Bluer, thank you for your insights. I tend to agree with you that WH would not have come clean if his hand wasn't forced. That said, he did admit that his original plan when he ended things in February was to bury it and hope I never found out. Then, this summer, he had a heart to heart with our neighbor who was dying after a long battle with cancer. (He has since passed away.) WH said this made him reevaluate things and he decided he wanted to come clean. It may be naive to believe that, but I do remember him having the conversation, and shortly thereafter, he broke down and apologized to me for not putting me first, not taking care of himself as he should, and a number of other things. I remember thinking at the time that it seemed like a major overreaction for the things he was talking about, but I accepted it. Once he came clean for real, I asked him about that time, and he said he was trying to come clean then but chickened out. So, who knows. But again, I'm inclined to believe he would have buried it forever if he could.
As for the timeline of events, it pains me, but I do keep thinking more might have happened in our house. I don't think it could have been much, simply because we were working from home during the pandemic and they were never there alone because we essentially never went anywhere. That said, I do think it's possible he brought her back to our house when I wasn't home, after she was no longer working for us and I was traveling for work again. He did admit to meeting with her when I took the kids to visit my parents one time, but he said it was at a hotel. For what it's worth, our neighbors knew all the drama surrounding her leaving her husband (but not about the affair), and I think someone would have said something if they saw her there. (Not necessarily in a suspicious way, just like, "Oh God, what's she doing back again?")
The other reason I think the timeline is reasonably accurate is because when OW texted to make good on her threat after WH came clean, she said, "I need to come clean about an 8 month affair with WH." That aligns with what he told me about when it started and ended, as well as my initial suspicions about when it started. Obviously, I don't trust her as far as I can throw her, but if her motivation was to punish him for not caving to her blackmail threats, she would have no incentive to shorten the timeframe of the affair for my benefit. Not saying it makes it true, just one of the many things I have overanalyzed 800 times in the last few weeks.
I like your suggestion about insisting on having all the truth out now, so it doesn't come out in pieces down the line. I have sort of talked about that, but I haven't given an ultimatum about ending the marriage if something comes out later, after he has said he's told me everything. I think I will do that.
Regarding MC, I also have concerns about the fact that he lied during our time there before. Just to clarify, we are now seeing a new MC. The old one retired months ago, and we stopped going at that time. I have been in IC for several years for general anxiety, and it was actually my IC who recommended the new MC. I voiced my concerns about the whole process because of the bad experience last time, so she's aware of that and addressing it. The doesn't make me less concerned, but I like that she knows what he did last time. If I'm being honest, I have some pent up anger at our old therapist for believing all his BS. I know that's really not fair, but I feel like her job is to read people in these situations and she totally let him gaslight both of us. But that's another issue.
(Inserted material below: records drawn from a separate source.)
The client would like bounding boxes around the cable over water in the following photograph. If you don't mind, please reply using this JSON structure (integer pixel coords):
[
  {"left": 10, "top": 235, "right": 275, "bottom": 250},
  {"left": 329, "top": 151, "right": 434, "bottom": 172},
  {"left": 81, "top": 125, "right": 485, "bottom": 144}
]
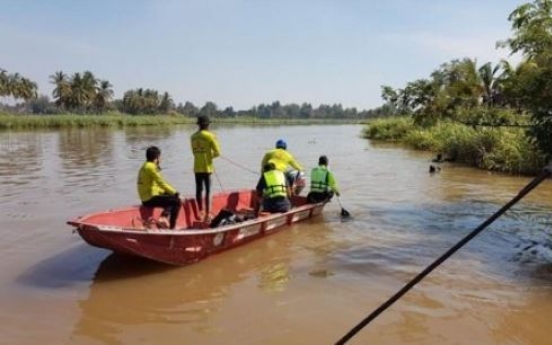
[
  {"left": 335, "top": 163, "right": 552, "bottom": 345},
  {"left": 220, "top": 156, "right": 260, "bottom": 176}
]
As for sex. Six months seems like a really long time, assuming we go the reconciliation route. Obviously, if we end up getting divorced, that's another story. We had unprotected sex for nearly a year and a half before he came clean. I know some STDs can be symptom free for that long, but assuming my blood tests come back negative tomorrow, I feel comfortable that I am safe medically. We agreed to do a follow up test in 6 months, regardless of where we are in our marriage. Why do you suggest waiting 6 months? I have heard some experts suggest 30, 60, and 90 days. (Obviously, it depends what you are comfortable with, but I haven't read anything about mandating that long of a wait. Curious as to how you arrived at that.)
I go through our finances regularly. I'm the one that handles most of the money stuff in our house. Always have been. From what I can tell, he's being honest when he says he only paid her one time secretly. (He had an Apple Pay account that he was mainly using to pay down an interest free computer deal, so I only checked outgoing payments from his checking account to the Apple account each month, rather than checking the Apple account itself. Apparently, you can also transfer money directly from there, so that's what he did, but I didn't see it because it just became part of the balance he was paying off over time. That all tracks, now that I have access.) The other payments I knew about, and we argued about at the time, but those were over a year ago. According to him, that's why he thinks her long game was blackmailing him to keep me in the dark, since he wasn't giving her money regularly during the affair. He says she paid for the hotels where they met, which begs the question - if she so desperately needed our money to afford food, how did she suddenly come up with cash for a hotel? I asked him how he could have possibly had the wool pulled over his eyes so as not to question that, and he didn't have a good answer.
Justanotherperson, I appreciate your thoughts and encouragement. What you are saying makes a lot of sense.
OK, I think that's all I have in me for today. Thank you everyone.